Poached Landaise Chicken

 

Poached Landaise Chicken

Ingredients for Poached Landaise Chicken:

  • Vegetables (four portions)
  • 8 baby leeks
  • 8 baby carrots
  • 8 button onions
  • 32 broad beans
  • 40g fresh peas
  • 20 fresh cocoa beans
  • 4 trompette mushrooms
  • Chervil sprigs
  • Sel de Guerande
  • 4 Landaise chicken breasts
  • Rosemary sauce – see recipe


Prep for poached landaise chicken Cook all of the vegetables individually. For the chicken we sous-vide the breast along with a
small knob of butter and a sprig of rosemary.
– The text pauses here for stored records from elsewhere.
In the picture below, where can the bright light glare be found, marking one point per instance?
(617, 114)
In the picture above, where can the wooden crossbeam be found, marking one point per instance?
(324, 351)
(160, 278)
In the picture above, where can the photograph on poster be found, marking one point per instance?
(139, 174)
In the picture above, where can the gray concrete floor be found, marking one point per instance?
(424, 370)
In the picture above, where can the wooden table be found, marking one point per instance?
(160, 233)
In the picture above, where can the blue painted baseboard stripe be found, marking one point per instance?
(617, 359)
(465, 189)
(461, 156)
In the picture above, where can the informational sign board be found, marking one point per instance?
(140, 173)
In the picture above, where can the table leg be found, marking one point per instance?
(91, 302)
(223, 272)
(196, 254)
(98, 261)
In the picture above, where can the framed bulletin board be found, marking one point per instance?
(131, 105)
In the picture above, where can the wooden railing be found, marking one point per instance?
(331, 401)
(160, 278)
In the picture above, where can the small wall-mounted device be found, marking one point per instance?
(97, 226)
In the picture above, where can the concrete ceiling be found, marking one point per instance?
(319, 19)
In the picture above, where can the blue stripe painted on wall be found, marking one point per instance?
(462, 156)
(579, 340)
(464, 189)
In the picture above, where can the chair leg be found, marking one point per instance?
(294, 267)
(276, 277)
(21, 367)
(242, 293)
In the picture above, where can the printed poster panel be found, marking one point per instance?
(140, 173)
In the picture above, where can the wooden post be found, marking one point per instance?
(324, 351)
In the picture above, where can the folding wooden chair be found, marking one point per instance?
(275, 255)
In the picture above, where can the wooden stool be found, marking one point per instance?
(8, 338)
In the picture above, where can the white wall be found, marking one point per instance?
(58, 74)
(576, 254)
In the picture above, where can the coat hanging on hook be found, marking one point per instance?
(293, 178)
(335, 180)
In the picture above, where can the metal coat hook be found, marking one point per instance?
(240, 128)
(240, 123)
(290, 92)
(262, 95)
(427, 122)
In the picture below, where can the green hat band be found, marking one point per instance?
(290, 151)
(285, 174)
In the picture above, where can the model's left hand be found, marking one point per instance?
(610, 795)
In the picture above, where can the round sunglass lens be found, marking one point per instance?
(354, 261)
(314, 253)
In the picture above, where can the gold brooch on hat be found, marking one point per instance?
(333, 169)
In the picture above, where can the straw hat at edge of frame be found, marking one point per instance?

We then poach the bag for 13 mins at 85 degrees C.
Allow to rest for 5 min.
To Dress The Dish Carve the breast 4 times at a 45 degree angle, arrange the vegetables around, spoon the sauce over the
chicken, place the trompette on top of the chicken breast along with the chervil & a small pinch of salt
de Guerande to finish.

Ingredients for Rosemary Butter Sauce:

  • 650 ml chicken stock
  • 200 ml white wine
  • 150 ml double cream
  • 250 g butter cold & diced
  • 1 stick of rosemary
  • Salt & small squeeze of lemon to season
Prep for rosemary butter sauce Reduce stock & wine together down to 200ml. Add cream & boil for 1 min. Remove from heat &
add rosemary, leave to infuse for 5 mins Boil again, then whisk in butter slowly Season with salt
& a little lemon juice. Pass through muslin cloth.